内閣府が18歳以上の男女を対象にした「国民生活に関する世論調査」によると、今後の生活で力を入れたい点は(複数回答)、「健康」が最多の66.5%に上ることが分かった。次いで、「資産・貯蓄」(30.9%)、「レジャー・余暇生活」(28.0%)、「所得・収入」(27.1%)が続いた。また、日常生活に「悩みや不安を感じる」人は63.2%で、具体的な内容では(複数回答)、「老後の生活設計」(56.7%)や「自分の健康」(54.2%)が上位を占めた。
財務省が締め切った2020年度予算編成での各省庁からの概算要求総額は105兆円規模に上ることが明らかになった。年金や医療などの社会保障費や防衛費が最高額に上ったことに加え、災害対策費といった重点施策もあって膨らんでいる情勢にある。要求額が100兆円の大台を超えるのは6年連続となっており、次年度予算額が本年度予算額の101兆円を超えるかどうかが12月に予算編成される中で、今後の焦点となってくる。
厚生労働省は今年6月1日時点で、全35行政機関のうち、防衛省など13機関が法定雇用率(2.5%)を未達成であると発表した。また、同省は昨年8月に発覚した障害者の雇用水増しのあった28行政機関が昨年10月以降に採用した161人が6月1日までの8カ月間に離職したと発表した。離職した理由を調べたところ、「体調悪化」が最多の31.7%で、転居などの「本人都合」(26.1%)、契約期間満了を含む「その他」(22.4%)が続いた。政府は年末まで雇用率達成を目指すとしている。

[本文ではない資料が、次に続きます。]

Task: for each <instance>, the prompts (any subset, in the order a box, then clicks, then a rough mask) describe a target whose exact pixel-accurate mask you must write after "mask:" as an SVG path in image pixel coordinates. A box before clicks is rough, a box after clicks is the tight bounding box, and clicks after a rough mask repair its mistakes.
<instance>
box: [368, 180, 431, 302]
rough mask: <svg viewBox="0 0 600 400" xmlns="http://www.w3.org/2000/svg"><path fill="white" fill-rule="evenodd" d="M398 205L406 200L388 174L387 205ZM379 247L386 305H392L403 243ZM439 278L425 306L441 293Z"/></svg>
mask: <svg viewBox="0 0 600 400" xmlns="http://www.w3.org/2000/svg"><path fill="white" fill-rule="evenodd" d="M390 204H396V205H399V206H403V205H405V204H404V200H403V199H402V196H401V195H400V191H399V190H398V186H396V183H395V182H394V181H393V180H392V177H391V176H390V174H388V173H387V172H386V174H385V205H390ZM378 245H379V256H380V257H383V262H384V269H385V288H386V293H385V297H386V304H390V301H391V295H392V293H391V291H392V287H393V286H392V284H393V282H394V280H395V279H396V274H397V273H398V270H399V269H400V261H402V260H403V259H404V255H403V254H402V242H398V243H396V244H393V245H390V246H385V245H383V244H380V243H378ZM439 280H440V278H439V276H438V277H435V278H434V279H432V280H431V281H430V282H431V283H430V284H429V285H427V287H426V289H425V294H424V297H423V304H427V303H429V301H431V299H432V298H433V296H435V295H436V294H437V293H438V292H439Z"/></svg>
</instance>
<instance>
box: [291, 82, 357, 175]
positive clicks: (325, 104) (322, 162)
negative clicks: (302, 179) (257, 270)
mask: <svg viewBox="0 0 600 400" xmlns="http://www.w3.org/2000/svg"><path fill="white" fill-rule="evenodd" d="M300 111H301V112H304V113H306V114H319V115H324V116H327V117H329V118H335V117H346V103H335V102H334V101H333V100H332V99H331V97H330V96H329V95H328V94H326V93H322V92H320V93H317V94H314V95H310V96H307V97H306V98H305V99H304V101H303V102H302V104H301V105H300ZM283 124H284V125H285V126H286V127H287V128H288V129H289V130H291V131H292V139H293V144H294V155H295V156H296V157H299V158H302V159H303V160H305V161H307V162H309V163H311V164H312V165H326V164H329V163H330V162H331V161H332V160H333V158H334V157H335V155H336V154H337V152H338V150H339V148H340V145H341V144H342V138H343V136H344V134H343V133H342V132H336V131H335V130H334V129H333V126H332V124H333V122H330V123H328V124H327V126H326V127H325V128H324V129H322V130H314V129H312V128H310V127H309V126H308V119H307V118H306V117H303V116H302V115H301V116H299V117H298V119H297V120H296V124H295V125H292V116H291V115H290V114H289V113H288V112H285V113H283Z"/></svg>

大阪大学の眼科学チームが人工多能性幹細胞(iPS細胞)から作製した角膜組織を殆んど目が見えない重度疾患の40代女性患者の移植する臨床研究を世界で初めて移植したことを発表した。移植後は、眼鏡を使用すれば、日常生活に支障がないほどに回復するとともに、拒絶反応も見られず、成功したことを物語っている。同チームでは、今回の手法を5年後をめどに実用化し、角膜提供を求める患者への治療法にしたいとしている。
調査会社のマクロミルが運転経験のある55歳以上の男女を対象にした調査で、「運転にどの程度自信があるか」を尋ねたところ、65歳以上の人の4.0%が「とてもある」と答え、56.6%が「ある」と合せ6割以上が運転に自信があるとしていることが分かった。他方、55〜64歳で「自信がある」と答えた人は52.7%にとどまり、65歳以上の高齢者の方が車の運転に自信があると自負している傾向がみられた。
農林水産省がまとめた「2018年漁業センサス」によると、漁業就業者数は15万2082人で、1963年以降で最も少ない実態にあることが分かった。前回調査の5年前と比べ16.0%も大きく減少している。同省では、少子化などの影響もあり、後継者がいないまま高齢化が進み、廃業しているケースが増えているとみている。就業者を年齢別にみると、65歳以上が5年前より3.1ポイント増の38.3%を占め、高齢化の進展を浮き彫りにしている。
文部科学省の「21世紀出生児縦断調査」によると、2001年に生まれた高校2年生に宿題をのぞく学校外での勉強時間を尋ねたところ、勉強時間がゼロとした生徒は、平日が29.5%、休日が29.9%と、3割近くに上ることが分かった。46.7%に上った。また、スマートフォンやタブレット、パソコンを使う時間を尋ねたところ、平日に44.5%が3時間以上で、休日では66.8%に上り、6時間以上も平日で8.6%、休日で19.6%もいた。